2. The damper structure for the adsorption type refrigerator according to claim 1, wherein

in the evaporator-side communication path, when the internal pressure of the adsorbing/desorbing device functioning as the adsorbing device becomes lower than the internal pressure of the evaporator, the spherical damper moves to the tilting upper end side to open the evaporator-side communication path, and when the internal pressure of the adsorbing/desorbing device becomes higher than the internal pressure of the evaporator, the spherical damper moves to the tilting lower end side under its own weight to close the evaporator-side communication path; and

in the condenser-side communication path, when the internal pressure of the adsorbing/desorbing device functioning as the desorbing device becomes higher than the internal pressure of the condenser, the spherical damper moves to the tilting upper end side to open the condenser-side communication path, and when the internal pressure of the adsorbing/desorbing device becomes lower than the internal pressure of the condenser, the spherical damper moves under its own weight to the tilting lower end side to close the condenser-side communication path.

3. The damper structure for the adsorption type refrigerator according to claim 1, wherein the spherical damper is made from a resin, and the ring-shape seal member is a rubber packing material.

4. The damper structure for the adsorption type refrigerator according to claim 1, wherein the tilting lower end side of the communication path is provided with a stopper for preventing the spherical damper from immovably fitting in the ring-shape seal member.

5. The damper structure for the adsorption type refrigerator according to claim 2, wherein the spherical damper is made from a resin, and the ring-shape seal member is a rubber packing material.

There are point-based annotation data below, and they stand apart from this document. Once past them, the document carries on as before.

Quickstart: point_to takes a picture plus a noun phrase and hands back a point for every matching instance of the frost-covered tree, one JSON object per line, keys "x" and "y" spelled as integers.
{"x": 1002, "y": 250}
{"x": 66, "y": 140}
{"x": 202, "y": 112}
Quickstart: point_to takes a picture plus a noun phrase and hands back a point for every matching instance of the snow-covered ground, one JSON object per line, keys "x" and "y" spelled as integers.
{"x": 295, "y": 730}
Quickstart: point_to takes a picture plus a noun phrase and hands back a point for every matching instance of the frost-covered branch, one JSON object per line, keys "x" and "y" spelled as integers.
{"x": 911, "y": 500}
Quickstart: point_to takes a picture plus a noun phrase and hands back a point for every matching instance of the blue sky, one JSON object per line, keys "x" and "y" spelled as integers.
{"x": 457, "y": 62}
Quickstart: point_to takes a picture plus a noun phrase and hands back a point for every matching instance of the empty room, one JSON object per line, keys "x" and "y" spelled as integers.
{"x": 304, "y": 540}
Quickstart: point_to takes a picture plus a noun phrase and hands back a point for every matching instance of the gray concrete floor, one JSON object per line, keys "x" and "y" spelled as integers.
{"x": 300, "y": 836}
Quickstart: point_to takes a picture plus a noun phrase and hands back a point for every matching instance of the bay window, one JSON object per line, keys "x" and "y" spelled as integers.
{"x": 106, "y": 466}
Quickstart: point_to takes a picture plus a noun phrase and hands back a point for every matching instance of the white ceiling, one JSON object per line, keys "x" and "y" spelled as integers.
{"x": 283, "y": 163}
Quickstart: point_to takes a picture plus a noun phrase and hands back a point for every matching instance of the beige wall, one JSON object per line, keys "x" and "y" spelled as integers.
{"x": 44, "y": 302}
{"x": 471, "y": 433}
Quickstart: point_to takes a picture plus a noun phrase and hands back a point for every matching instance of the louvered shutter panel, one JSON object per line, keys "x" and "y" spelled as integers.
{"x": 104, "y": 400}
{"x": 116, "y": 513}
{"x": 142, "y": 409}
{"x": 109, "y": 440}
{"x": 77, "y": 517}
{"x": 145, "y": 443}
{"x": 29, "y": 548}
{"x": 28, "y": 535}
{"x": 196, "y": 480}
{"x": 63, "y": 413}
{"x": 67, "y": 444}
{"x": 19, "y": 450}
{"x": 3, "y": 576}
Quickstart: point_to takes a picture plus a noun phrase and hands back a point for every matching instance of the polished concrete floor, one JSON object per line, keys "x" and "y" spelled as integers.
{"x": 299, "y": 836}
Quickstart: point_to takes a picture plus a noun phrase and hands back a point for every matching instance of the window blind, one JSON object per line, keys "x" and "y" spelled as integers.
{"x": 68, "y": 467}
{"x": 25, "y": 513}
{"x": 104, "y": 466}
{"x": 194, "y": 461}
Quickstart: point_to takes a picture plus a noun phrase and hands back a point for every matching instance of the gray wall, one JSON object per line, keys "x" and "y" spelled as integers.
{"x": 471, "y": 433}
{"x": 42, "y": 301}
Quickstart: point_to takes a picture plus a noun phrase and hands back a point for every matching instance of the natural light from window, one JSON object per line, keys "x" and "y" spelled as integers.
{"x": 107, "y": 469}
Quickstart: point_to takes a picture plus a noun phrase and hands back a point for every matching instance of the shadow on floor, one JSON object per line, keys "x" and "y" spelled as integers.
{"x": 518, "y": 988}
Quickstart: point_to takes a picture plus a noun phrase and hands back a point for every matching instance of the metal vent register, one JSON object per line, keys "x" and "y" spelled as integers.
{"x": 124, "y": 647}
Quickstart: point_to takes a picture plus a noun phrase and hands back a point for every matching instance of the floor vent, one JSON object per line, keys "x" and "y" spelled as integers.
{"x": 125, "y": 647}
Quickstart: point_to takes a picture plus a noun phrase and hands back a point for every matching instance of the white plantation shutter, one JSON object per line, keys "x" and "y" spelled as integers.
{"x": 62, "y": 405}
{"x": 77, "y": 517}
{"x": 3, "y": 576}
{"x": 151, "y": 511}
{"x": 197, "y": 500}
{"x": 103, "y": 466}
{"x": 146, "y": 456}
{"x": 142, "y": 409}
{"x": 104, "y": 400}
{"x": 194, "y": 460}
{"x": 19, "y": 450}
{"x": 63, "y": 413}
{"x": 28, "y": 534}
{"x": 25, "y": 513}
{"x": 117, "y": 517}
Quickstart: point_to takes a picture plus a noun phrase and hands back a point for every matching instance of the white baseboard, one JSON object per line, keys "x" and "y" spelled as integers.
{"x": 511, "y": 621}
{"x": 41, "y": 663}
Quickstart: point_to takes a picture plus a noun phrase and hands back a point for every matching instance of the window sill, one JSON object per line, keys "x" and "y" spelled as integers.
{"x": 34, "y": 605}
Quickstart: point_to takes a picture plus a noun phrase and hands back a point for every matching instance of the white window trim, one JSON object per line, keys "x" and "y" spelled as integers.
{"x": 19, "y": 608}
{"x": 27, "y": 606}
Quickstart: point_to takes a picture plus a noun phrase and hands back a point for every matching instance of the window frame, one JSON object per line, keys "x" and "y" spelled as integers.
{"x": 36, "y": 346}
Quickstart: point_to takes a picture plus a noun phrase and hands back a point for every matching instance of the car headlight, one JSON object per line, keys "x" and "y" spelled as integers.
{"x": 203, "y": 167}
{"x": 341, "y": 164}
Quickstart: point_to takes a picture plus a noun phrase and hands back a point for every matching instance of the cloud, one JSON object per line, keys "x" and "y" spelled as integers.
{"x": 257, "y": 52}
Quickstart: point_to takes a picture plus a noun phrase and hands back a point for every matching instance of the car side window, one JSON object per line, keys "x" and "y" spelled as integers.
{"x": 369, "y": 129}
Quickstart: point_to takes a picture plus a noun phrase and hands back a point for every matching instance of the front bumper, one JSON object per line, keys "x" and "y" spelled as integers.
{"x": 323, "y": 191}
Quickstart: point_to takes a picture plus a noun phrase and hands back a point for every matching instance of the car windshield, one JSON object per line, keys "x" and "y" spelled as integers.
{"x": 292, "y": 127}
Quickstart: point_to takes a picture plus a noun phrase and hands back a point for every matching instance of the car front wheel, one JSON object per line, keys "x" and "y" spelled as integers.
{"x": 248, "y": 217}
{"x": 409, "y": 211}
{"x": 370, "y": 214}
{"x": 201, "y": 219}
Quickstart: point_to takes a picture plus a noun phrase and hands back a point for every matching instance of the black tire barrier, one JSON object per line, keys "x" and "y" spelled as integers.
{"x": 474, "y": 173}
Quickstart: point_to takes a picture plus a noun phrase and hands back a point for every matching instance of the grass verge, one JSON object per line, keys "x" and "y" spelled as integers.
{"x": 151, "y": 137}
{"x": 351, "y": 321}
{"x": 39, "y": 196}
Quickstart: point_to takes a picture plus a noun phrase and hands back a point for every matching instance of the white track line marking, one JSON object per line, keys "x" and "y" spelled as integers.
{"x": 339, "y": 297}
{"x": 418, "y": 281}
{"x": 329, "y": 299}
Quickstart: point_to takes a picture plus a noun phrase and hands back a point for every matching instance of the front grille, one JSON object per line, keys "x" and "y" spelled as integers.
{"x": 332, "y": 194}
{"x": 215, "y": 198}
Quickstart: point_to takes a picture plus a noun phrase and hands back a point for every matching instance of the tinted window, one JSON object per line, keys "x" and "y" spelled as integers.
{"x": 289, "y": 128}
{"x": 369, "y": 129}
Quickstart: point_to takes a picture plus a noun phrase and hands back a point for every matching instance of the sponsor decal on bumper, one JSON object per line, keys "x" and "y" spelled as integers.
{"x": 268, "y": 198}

6. The damper structure for the adsorption type refrigerator according to claim 2, wherein the tilting lower end side of the communication path is provided with a stopper for preventing the spherical damper from immovably fitting in the ring-shape seal member.

7. The damper structure for the adsorption type refrigerator according to claim 3, wherein the tilting lower end side of the communication path is provided with a stopper for preventing the spherical damper from immovably fitting in the ring-shape seal member.